Chapter 27 ini jauuuh lebih panjang di karyakarsa, ya...

Di sana sudah terbit sampai chapter 36

Semua part paling tidak dua kali lebih panjang jika diakses di sana, per part hanya IDR 5K. Kalau ingin lebih hemat, silakan lakukan dukungan paket. Per sepuluh part hanya 35K.

Yang di wattpad kalau mau diupdate lancar, jangan lupa vote dan komennya. Kalau komennya dikit, silakan marah2 kalau di-repost2. Kemarahan tidak akan digubris. Wkwk

Selamat membaca!




Chapter 27

Overheard Match

"Jika segalanya sudah bisa dimengerti dan disetujui oleh pihak pertama, pihak kedua, dan para saksi, di mana di sini adalah pihak agensi dan saya sendiri, silakan membuka kembali draft kontrak dan perjanjian di hadapan pihak pertama dan kedua untuk diberi paraf pada setiap halaman dan ditandatangani pada kolom-kolom yang telah tersedia. Perjanjian rangkap dua ini akan dinyatakan sah setelah saya, sebagai pengacara hiburan dan media, memberikan legalisasi dan salinannya akan diterima oleh kedua belah pihak dalam kurun waktu kurang dari satu minggu. Pembayaran advance atau uang muka royalti sebesar 75% dari jumlah beredarnya salinan rekaman album yang akan didistribusikan oleh publik kedua dan pengerjaannya harus selesai kurang dari enam bulan oleh pihak pertama, akan diberikan dalam jangka waktu kurang dari satu bulan. Seharusnya, lebih cepat lebih baik. Apakah semua pihak sudah siap?"

Ruben membalik salinan kontrak pada bagian kesepakatan khusus kembali ke halaman pertama.

Keberatannya mengenai aturan tidak diperbolehkan terlihat oleh publik  berkencan dengan lawan atau sesama jenis setidaknya satu tahun setelah album pertamanya beredar sempat menimbulkan ketegangan. Ruben meminta diadakan tinjau ulang supaya kesepakatan itu direvisi. Namun dengan jelas dan tegas, pihak label rekaman menyatakan bahwa mereka membayar Ruben cukup tinggi untuk bisa merasa berhak menuntut pihak pertama menyanggupi kesepakatan tersebut. Dengan kata lain, mereka mengatakan bahwa Ruben yang belum membuktikan apa-apa, tidak memiliki kekuatan negosiasi setinggi itu.

Sebagai seorang idola pendatang baru dengan usia tergolong muda, menurut publisis pihak rekaman,  menampilkan image lajang ke muka publik akan sangat berpengaruh pada tingginya penjualan produk, demikian juga sebaliknya. Kesepakatan itu baru akan dipertimbangkan perubahannya jika terjadi perpanjangan, atau perjanjian baru.

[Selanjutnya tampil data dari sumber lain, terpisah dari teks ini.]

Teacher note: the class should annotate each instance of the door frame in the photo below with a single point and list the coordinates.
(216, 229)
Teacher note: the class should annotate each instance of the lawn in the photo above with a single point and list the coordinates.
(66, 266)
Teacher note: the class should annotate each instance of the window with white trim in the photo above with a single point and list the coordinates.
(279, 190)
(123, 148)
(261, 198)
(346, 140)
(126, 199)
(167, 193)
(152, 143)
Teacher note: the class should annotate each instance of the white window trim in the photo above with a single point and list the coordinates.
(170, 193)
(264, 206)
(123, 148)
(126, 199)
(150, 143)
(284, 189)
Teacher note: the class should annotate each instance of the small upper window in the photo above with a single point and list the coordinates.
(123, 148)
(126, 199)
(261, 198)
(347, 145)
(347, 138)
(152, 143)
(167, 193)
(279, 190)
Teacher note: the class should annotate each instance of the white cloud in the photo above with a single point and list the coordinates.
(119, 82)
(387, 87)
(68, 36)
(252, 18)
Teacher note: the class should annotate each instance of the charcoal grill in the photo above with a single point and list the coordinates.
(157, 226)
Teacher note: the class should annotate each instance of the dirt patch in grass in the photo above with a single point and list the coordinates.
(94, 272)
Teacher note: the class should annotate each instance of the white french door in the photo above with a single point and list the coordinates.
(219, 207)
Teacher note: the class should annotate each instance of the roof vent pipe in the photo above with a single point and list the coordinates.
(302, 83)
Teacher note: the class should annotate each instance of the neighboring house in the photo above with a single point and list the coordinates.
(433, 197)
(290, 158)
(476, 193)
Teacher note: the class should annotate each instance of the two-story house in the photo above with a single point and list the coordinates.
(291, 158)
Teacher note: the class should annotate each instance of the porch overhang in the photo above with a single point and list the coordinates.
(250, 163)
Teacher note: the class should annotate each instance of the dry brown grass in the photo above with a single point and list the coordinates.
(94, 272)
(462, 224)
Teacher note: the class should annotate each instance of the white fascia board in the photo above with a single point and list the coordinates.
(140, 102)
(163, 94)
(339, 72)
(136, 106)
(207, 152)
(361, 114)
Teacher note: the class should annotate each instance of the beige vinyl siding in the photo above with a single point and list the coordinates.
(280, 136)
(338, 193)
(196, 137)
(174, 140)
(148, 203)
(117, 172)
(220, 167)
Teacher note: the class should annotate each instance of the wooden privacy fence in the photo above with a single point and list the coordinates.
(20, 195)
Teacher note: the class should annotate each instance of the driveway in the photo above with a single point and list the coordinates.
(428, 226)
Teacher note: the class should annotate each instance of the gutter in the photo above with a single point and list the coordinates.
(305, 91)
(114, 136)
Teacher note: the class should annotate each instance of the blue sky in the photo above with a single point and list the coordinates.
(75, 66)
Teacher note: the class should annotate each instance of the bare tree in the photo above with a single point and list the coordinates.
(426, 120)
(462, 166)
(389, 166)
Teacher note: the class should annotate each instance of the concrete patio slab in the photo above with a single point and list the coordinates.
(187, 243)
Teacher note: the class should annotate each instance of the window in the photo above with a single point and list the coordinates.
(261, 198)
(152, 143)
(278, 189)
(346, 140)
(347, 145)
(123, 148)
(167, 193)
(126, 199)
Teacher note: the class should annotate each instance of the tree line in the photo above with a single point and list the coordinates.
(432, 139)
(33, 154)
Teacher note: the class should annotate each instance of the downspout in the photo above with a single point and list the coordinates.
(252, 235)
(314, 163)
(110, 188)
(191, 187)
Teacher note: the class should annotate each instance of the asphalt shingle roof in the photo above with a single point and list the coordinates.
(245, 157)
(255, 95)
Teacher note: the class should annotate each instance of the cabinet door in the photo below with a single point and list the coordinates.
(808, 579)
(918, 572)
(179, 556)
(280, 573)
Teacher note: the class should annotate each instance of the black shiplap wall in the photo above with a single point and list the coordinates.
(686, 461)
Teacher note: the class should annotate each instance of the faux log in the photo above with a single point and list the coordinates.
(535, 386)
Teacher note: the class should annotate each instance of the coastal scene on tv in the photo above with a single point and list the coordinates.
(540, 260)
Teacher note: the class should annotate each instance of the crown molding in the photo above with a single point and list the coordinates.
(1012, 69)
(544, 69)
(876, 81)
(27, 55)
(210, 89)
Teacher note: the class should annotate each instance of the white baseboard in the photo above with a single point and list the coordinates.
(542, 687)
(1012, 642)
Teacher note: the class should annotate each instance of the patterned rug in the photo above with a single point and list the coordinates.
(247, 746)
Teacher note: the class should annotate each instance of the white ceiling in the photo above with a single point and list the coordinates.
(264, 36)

Ruben bertanya, "Boleh saya minta waktu sedikit lebih lama?"

Sebelum pengacara media dan hiburan yang menengahi pihak pertama dan kedua melempar pertanyaannya pada pihak kedua, perwakilan label rekaman yang hadir memotong dengan angkuh, "Kami sudah menunggu cukup lama. Dengan segala hormat, jika perjanjian ini ditunda sekali lagi, kami mungkin harus meletakkan kemungkinan kerja sama di urutan terakhir dari jadwal pengikatan kontrak dengan pihak lain. Kami sangat mempercayai penilaian Get Noticed Agency, Mas Ruben Akmal Mahesa Sadawira. Sejujurnya, kami hanya berpegang pada kepercayaan tersebut dan kemampuan publisitas kami. Lebih sedikit penangguhan dan keberatan di awal perjanjian akan lebih baik. Selanjutnya, kami akan mengikuti apapun yang Mas Ruben ajukan kalau kemampuan musikalitas Mas Ruben sudah terbukti."

"Lima menit," kata Ruben, bersikeras.

"Lima menit saya rasa masuk akal," kata pengacara pihak label rekaman yang menyertai. Kedua perwakilan pihak rekaman mengangguk setuju.

Ruben beralih padaku, "Bisa bicara berdua sebentar?"

Kubawa Ruben ke ruang pertemuan lain tepat di samping ruang yang kami pakai tanpa sebelumnya mengecek apakah ruang itu akan dipakai. Ternyata, lampu-lampu di dalam ruangan itu padam. Aku membuka satu tirai tanpa menghidupkan lampu. Cukup terang untuk kami bicara. Ruben menarikku kembali ke balik dinding, menjauhi tirai.

"Ben...."

"Aku mau kepastian," bisiknya. "Dari tadi... kamu menghindar terus... apa aku boleh ngambil kesimpulan dari ciuman kita sebelumnya? Kamu hampir-hampir nggak membalas...."

Apa yang harus kulakukan?

Pokoknya jangan janji-janji, Cas.  Ntar ribet belakangannya. Aku mengingatkan diri sendiri. Terus gimana, nih? Cium dia? Ajak bemesraan? Bikin mabuk kepayang?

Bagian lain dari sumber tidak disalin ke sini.